Using bowtie2 I want to get only reads that align to animal1 genome and not animal 2. I alligned to animal1, with high sensitivity. Then I took the aligned .sam file and converted it to fastq using gatk SamToFastq (then would align to animal2 and take unaligned reads -> which would give me only animal1 reads).
Problem is that bowtie2 throws an error when try to align to animal2 when using this fastq file:
Error reading RefRecord offset from FILE
Looking at https://github.com/BenLangmead/bowtie2/blob/master/ref_read.h
RefRecord(FILE *in, bool swap) {
assert(in != NULL);
if(!fread(&off, OFF_SIZE, 1, in)) {
cerr << "Error reading RefRecord offset from FILE" << endl;
throw 1;
}
if(swap) off = endianSwapU(off);
if(!fread(&len, OFF_SIZE, 1, in)) {
cerr << "Error reading RefRecord offset from FILE" << endl;
throw 1;
}
if(swap) len = endianSwapU(len);
first = fgetc(in) ? true : false;
}
The issue appears because there is just an id in the output .sam (shown converted to fastq) below:
@SRR10111187.1.1
GTTTATTAGTACGTTGAGGTTGTGATCCGGAGTTTTCGGGGTATGGGCAACCTAGCTTGCTTAGCTGACCTTATTATAGATTGTGGTGTAAGTT
But bowtie want additional information, not just id.
Can I just use the original raw fastq file, get the matching read id, then copy the rest of the read header information and replace the read header in the fastq file output from bowtie2?
Eg
@SRR10111187.1.1 1 length=150 GTTTATTAGTACGTTGAGGTTGTGATCCGGAGTTTTCGGGGTATGGGCAACCTAGCTTGCTTAGCTGACCTTATTATAGATTGTGGTGTAAGTT
I presume this is valid as reads as far as I know are not altered by bowtie2?
Use a proper tool like
bbsplit.sh
to align data to both genomes at the same time.
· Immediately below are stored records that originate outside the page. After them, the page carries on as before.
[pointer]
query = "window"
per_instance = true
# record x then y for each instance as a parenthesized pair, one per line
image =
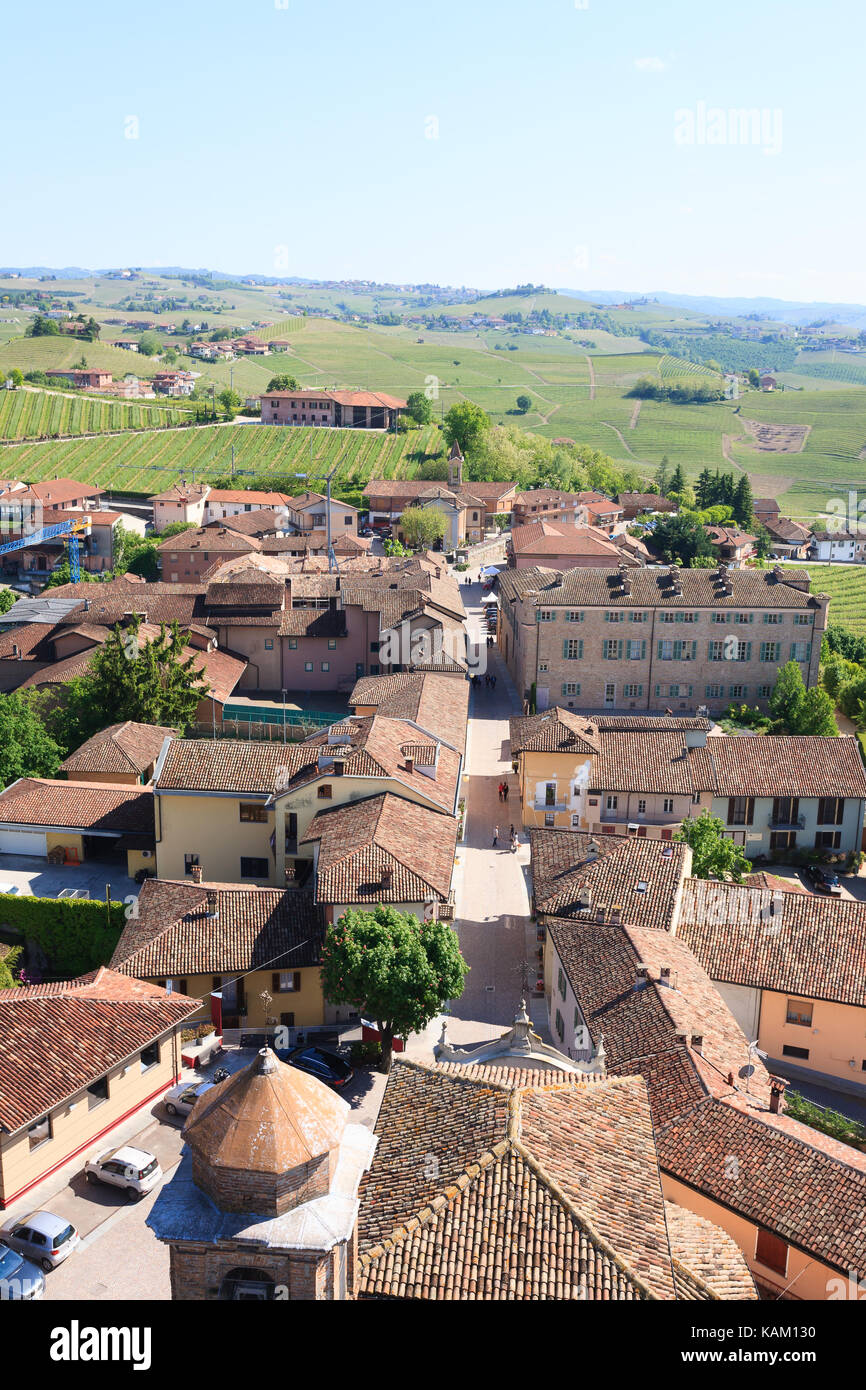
(830, 811)
(772, 1251)
(39, 1133)
(741, 811)
(829, 840)
(97, 1093)
(799, 1012)
(253, 868)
See: BBSplit syntax for generating builds for the reference genome and how to call different builds.Brilliant, thanks
I have run BBSplit using ambiguous2=split and ambiguous2=toss > but am getting really anomalous results wherby one animal genome is dominating, which contradicts Krona analysis and mitochondrial analysis. Will run alignment methid as recommended below to QC
With human and mouse genomes (which are very similar) this is not unexpected. I am not sure about mitochondrial analysis you are talking about but changing aligners/parameters is not going to change this result. What kind of an experiment is this? Are you working with xenografts or is this simple contamination.
The dataset is contaminated with human reads, I want to have high certainty in identifying only human reads- want to be certain on contamination quatity and typing. If there is any similarity to mouse I do not want to include the read. (Mitochondrial analyses as a separate anaysis where I took human and mouse mitochondrial sequence and aligned entire dataset to each seperately using bwa mem). Krona/STAT taxonomic anaysis I did on NCBI.
I think easiest way may be is to run bowtie2 2x once for mouse, once for human. Then use a shell script to find all non matching ids in the sam files and write to new file
If a read aligns perfectly to mouse, and imperfectly to human, you really want to throw it away? I think most people would say a read that aligns better to mouse should be classified as mouse.
I want to count human and mouse seperately. The easiest way for me to work this out is to align twice
Since human and mouse genomes have areas of homology if you align the reads separately you would be double counting some reads.
I actually found that using bowtie2 with very hgh sensitivity gave very few matches. I ended up using bbsplit for final analysis
It might be easiest. Sometimes, the easiest way is rather inaccurate.